Wednesday, June 4, 2008


The internet has become the virtual cedar tavern for "beat" enthusiasts. As an abstract expressionist with roots in process oriented painting, who believes the pop movement in art and music cut the beat artists, writers and musicians off at the knees, I am reassured everyday genuine artists still exist beneath the commercial bubble of factory manufactured art disguised as fine art.

Read Eric Ernst on East End Art Scene. This article about the current east end art scene gives emerging artists hope in a world of collectors seeking blue chip art of modern masters. He has encouraging words for the local art scene. I would expect nothing less of the decendant of Max and Jimmy Ernst.

Ernst is an artist as well a writer. He was born in Norwalk, Connecticut in 1956 into a family of some notoriety in the art world. Originally intent on avoiding any direct involvement in the arts himself, he graduated from George Washington University with a B.A. in Japanese Studies followed by an all-but-completed M.A. in the same subject from the University of Michigan (to this day he insists the actual writing of the master’s thesis should just be considered a minor formality).

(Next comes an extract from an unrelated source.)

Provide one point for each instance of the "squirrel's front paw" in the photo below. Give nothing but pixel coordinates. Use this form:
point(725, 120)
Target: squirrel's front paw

In between these academic respites, he lived in Japan working as an apprentice to a Japanese woodblock artist, studied Zen meditation, and was employed as a disc jockey at a Tokyo radio station under the pseudonym of “Reckless Eric, The Mad Artist of the Airwaves”. More importantly, his studies there were to later imbue his work with varied elements of Japanese and Oriental aesthetics in terms of coloration and concepts of rhythm and asymmetry in design.
Further incorporating aspects highlighting the geometric purity of the Russian avant-garde and the later Bauhaus artists, he was also influenced by his father, Jimmy Ernst’s, approach to crisp, linear compositional structure. In addition, the works are also inspired by aspects of harmony and movement drawn from disparate musical sources such as Thelonious Monk, Miles Davis, Igor Stravinsky, and Frank Zappa. Structurally arranging the works to be viewed as small scale architectonic spaces, Ernst recently has begun incorporating elements of representational imagery into his constructions. These serve to create an interaction of forms, shapes, and colors that, mixed with musical and harmonic elements, conjure a more immediate narrative and strive to transcend the limits of pure geometric abstraction.
Amy Ernst
My works are an extension of my hands emerging from the subjective dreams. Trying to coax the unconscious into reality, that reality seems to always remain a mystery. Like Andre Breton, author of the Surrealist Manifesto of 1924, I believe in a Future Resolution of two states on mind, one is dream, and the other one is the reality. Although these states appear to be contradictory by nature, they merge and become an absolute. Amy Ernst

Eric's sister Amy Ernst is an accomplished painter as well. In an interview with Hamptons.com she said, "My father listened to jazz or classical music while he worked, whereas, I listen to Indian or Renaissance music." It's interesting how many painters are moved by music.

I missed Amy at Truman Marquez' ConTemplate opening but saw she was there from the footage of the filmed performance. I'm working on a documentary with Marquez and will have it available soon. Amy, if you're looking, I'd love your comments on the performance!